More unfamiliar territories are being opened up.

“For the large oil companies, the key areas are the East and Africa,” said Fryklund.

Here, the big players can find fields of the size and technical complexity that only they can exploit.

Promising new territories are the Gulf of Guinea, off the coast of west Africa, Vietnam and Indonesia.

Back in the Americas, Petrobras, Brazil’s national oil group, recently found two giant offshore fields, Tupi and Jupiter, that have the potential to turn the country into a world player in oil exports.

The scramble has brought rampant price inflation to oil exploration.

IHS and Cambridge Energy Research Associates compile an index of industry costs, with 2000 set as the benchmark at 100. Last month, the index hit a record high of 210.

Hiring a drilling rig to explore a potential field now costs at least $650,000 (£332,500) a day, rising to $1m a day once all the attendant costs are added.

High rewards and high costs have made what was always a risky game even more sporty.

“There’s a tremendous amount of uncertainty out there,” said Alan Murray, project manager for exploration strategy at the consultants Wood MacKenzie. “There is a high oil price to plan on, but a lot of it is going straight out the other end.”

If the cost pressures were not enough, governments of oil-rich states are driving tougher bargains. They want more — if not nearly all — of the cream off the top. Oil companies are now usually asked to sign production or revenue-sharing agreements, which will typically give the local government 80% of the profits.

In recent auctions of blocks in Libya, regarded as a red-hot new oil province, firms have promised up to 95% to land the deal.

“That’s an amazing margin to commit to,” said Fryklund.

Murray said: “There are a lot of things — costs, shortage of key personnel, the inherently risky nature of the business — to keep oil executives awake at night.”

Payne added: “This is not a business for someone with a banker’s mentality. You have to have people who are prepared to live with uncertainty.”
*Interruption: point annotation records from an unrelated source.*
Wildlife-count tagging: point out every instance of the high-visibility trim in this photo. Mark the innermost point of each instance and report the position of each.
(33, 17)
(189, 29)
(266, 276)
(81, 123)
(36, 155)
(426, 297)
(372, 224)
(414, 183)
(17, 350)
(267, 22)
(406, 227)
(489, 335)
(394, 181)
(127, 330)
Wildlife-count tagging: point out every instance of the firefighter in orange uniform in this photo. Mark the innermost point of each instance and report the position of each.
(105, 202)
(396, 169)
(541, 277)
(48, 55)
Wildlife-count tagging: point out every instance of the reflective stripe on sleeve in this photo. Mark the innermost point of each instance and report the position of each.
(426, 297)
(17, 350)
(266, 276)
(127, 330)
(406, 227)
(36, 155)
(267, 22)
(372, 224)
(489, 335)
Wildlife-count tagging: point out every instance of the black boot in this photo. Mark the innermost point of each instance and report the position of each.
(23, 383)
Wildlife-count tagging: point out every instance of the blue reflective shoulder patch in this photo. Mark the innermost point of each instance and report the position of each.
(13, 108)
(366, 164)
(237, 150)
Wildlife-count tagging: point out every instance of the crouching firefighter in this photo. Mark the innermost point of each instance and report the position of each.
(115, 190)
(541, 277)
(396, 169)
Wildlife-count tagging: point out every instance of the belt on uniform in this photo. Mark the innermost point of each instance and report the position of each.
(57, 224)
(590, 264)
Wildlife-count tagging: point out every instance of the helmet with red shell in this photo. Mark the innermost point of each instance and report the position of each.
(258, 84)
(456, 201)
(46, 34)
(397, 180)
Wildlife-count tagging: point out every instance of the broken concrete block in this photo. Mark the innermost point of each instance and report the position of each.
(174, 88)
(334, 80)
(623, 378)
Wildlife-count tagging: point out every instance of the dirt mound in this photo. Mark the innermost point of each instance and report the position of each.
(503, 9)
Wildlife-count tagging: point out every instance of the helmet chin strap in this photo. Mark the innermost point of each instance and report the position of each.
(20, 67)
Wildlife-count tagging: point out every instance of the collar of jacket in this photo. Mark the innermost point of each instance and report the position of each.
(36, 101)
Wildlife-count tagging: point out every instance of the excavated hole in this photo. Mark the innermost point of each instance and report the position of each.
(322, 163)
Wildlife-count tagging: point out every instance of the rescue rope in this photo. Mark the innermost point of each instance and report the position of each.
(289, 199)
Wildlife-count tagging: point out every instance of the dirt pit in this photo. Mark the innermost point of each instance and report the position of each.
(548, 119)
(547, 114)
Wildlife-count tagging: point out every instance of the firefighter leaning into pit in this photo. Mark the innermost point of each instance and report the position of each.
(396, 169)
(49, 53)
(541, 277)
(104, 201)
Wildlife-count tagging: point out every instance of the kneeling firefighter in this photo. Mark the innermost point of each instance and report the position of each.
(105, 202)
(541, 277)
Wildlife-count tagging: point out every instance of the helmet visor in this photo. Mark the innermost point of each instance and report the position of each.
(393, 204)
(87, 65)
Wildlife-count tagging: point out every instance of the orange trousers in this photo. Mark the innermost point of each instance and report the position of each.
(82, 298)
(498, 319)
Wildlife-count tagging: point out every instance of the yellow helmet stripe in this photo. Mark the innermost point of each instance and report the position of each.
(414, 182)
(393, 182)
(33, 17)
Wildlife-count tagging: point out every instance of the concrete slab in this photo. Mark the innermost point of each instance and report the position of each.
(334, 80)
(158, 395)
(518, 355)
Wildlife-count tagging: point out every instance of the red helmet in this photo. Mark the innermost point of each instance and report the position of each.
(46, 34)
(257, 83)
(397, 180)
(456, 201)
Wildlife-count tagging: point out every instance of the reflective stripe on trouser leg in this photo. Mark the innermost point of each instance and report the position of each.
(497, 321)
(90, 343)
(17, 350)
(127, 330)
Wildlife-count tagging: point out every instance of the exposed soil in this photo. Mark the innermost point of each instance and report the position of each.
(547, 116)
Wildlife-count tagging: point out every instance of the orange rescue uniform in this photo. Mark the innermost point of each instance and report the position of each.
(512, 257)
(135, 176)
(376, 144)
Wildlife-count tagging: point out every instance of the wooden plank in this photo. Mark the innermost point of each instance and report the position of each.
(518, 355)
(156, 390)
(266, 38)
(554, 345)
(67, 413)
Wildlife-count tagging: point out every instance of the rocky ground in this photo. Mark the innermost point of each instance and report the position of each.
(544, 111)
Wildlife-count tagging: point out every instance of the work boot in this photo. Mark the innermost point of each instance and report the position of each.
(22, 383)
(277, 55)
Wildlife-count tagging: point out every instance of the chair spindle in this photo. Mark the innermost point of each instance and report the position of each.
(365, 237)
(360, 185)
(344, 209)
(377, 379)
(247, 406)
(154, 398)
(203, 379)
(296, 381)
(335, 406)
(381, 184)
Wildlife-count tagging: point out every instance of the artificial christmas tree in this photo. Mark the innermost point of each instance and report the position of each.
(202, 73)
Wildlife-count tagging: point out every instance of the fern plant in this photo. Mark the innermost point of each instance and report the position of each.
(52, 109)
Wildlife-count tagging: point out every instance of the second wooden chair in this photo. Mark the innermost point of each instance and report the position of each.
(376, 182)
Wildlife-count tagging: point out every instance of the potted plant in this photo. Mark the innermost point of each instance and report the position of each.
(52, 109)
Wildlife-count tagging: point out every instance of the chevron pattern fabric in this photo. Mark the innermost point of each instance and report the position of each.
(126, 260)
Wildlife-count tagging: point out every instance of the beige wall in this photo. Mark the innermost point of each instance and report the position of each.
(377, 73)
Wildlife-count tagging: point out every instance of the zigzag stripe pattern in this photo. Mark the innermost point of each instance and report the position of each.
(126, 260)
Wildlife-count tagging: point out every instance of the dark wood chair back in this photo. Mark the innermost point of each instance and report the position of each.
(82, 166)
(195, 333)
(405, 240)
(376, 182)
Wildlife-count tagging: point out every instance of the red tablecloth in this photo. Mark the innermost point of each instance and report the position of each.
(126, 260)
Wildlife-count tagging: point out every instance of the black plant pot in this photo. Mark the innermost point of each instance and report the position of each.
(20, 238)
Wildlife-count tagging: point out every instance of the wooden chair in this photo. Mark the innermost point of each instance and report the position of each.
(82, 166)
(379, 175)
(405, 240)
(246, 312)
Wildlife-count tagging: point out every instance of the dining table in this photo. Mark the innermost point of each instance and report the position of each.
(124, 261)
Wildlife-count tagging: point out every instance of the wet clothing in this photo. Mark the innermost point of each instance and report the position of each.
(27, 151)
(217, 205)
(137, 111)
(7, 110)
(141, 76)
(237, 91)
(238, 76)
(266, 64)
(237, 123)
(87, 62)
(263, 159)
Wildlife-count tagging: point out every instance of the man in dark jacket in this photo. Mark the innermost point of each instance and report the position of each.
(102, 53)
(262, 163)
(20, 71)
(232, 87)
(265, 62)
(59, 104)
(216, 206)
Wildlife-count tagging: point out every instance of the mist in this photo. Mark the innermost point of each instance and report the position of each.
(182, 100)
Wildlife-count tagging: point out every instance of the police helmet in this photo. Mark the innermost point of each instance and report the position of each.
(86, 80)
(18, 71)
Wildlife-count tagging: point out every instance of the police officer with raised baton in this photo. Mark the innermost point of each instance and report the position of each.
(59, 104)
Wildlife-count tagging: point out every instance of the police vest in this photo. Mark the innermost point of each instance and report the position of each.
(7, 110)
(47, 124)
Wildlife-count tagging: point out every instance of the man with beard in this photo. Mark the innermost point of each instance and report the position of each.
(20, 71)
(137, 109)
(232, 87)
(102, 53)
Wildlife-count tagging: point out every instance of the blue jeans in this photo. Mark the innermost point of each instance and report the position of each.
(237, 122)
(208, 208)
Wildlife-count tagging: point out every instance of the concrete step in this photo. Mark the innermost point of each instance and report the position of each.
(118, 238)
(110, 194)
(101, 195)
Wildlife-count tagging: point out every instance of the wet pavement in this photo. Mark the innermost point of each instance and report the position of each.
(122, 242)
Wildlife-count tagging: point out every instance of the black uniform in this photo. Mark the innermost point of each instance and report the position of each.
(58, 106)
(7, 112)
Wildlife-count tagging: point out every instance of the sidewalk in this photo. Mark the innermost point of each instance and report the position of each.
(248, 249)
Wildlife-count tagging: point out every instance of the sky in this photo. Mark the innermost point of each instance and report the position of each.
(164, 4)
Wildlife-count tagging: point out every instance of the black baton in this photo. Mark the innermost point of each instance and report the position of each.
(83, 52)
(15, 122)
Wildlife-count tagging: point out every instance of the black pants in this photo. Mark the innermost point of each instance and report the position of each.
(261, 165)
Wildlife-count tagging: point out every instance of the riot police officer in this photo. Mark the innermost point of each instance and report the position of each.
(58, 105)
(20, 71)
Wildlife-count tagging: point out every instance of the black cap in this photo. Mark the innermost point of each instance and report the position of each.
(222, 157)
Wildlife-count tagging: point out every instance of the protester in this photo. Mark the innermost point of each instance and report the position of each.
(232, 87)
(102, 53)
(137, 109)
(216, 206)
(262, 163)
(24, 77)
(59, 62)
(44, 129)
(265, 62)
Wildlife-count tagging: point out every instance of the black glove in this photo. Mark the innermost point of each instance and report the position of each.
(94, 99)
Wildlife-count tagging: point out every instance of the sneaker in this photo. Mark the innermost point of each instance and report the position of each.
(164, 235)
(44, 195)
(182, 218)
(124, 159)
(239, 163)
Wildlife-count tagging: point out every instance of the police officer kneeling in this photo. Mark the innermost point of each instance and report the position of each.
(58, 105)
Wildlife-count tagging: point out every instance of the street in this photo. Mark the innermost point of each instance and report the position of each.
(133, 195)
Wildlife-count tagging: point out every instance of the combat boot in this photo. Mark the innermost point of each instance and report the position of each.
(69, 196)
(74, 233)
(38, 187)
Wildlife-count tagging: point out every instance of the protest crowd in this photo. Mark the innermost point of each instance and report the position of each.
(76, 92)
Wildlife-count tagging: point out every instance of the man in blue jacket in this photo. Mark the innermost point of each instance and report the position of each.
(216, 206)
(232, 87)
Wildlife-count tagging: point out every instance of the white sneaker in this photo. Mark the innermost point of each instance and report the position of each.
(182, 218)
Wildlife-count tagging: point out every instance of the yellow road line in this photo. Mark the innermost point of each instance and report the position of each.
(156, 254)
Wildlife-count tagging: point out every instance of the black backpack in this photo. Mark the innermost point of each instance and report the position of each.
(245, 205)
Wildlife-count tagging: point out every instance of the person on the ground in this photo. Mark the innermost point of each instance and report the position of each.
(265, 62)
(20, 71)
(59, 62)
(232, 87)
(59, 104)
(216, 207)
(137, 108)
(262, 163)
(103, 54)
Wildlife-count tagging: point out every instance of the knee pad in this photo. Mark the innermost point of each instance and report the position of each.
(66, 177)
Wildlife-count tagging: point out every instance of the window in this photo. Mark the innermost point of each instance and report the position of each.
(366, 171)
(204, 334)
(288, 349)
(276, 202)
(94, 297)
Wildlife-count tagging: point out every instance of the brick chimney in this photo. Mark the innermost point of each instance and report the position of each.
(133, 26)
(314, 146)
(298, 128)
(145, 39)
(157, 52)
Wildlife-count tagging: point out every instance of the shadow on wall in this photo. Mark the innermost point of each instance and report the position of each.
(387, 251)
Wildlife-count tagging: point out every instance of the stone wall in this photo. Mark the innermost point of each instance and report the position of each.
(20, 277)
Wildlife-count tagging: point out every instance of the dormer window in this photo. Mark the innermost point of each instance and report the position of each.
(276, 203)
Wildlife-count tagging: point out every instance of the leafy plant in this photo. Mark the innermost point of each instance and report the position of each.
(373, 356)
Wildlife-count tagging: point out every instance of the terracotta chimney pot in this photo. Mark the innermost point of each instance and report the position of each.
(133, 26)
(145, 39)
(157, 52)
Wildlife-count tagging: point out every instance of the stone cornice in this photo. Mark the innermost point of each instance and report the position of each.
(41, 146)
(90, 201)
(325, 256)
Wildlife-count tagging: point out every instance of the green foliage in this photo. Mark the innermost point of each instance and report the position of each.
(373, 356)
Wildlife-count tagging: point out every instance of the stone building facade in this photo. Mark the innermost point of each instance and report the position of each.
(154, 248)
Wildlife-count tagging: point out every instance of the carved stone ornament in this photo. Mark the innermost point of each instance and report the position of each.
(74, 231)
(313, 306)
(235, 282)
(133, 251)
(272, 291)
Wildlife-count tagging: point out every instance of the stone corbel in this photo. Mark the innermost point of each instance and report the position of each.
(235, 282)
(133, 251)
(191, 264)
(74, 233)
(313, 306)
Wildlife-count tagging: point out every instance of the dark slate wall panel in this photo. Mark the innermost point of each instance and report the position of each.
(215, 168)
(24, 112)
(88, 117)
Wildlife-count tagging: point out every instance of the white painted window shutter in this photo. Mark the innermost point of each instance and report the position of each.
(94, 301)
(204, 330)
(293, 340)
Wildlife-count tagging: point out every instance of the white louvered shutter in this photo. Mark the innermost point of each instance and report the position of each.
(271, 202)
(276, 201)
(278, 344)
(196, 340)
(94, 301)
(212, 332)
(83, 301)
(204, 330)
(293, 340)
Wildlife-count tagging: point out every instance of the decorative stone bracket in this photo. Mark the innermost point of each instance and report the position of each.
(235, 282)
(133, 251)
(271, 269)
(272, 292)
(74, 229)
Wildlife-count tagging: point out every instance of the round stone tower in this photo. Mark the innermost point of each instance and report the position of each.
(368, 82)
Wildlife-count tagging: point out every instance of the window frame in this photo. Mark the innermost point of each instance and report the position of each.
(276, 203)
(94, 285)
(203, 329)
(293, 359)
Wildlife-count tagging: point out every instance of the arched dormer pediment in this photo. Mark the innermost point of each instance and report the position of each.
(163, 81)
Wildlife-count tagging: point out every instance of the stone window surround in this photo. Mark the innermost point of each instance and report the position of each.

For those who do get it right, however, the rewards can be substantial. Payne gives the example of one of his potential fields — he declines to identify which one — that would break even at $60 a barrel. At $100 a barrel, its value climbs to $350m. At $135, the figure is $720m.

“Once it’s running, the production costs are fixed, so the high oil price flows straight to the bottom line.”

Payne is not the only entrepreneur picking over the North Sea. Xcite, a company that listed on AIM, the junior London stock market, last year, has a single prospect — the Bentley field, which first produced oil in the 1970s when it was run by Amoco.

Xcite’s management bought the block knowing that Amoco had ignored a layer of heavy oil, a treacly liquid heavier than the deposits normally pumped out of the ground.

“We are not explorers,” said Rupert Cole, finance director. “We knew the oil was there, they just went straight past it.”

Advances in recovery technology — and, of course, the high oil price — has made Bentley gleam again. While the field has not yet been developed sufficiently to have independently verified reserve levels, the work so far indicates a value of $1 billion is not out of the question.

Xcite hopes to have the independent verification later in the year and, once Bentley is back on its feet, may go looking for other developments.

Other UK groups are looking further afield. Africa Oil Exploration Company, listed on the Plus market in London, was set up as a shell to invest in possible African wells. It recently bought into Wilton, a group with rights to an onshore heavy-oil block in Madagascar. Exxon has the rights to a larger offshore block next door.

“There’s no doubt that the high oil price makes investors prick up their ears,” said Africa Oil director Jock Buchanan.

It was vital to find the right types of engineering teams, he said, possession of which was one of the factors that had led his group to invest in Wilton.

“They have a great group of engineers who not only know their stuff technically but know Madagascar and Africa. There aren’t many people like that around.”

Payne, who has worked in the industry for 40 years, said the high prices should alert governments to the reality of oil supply.

“It’s a call to efficiency. Oil is a must-have commodity, and there is less and less of it out there,” he said. “We need to wake up to that fact fast.”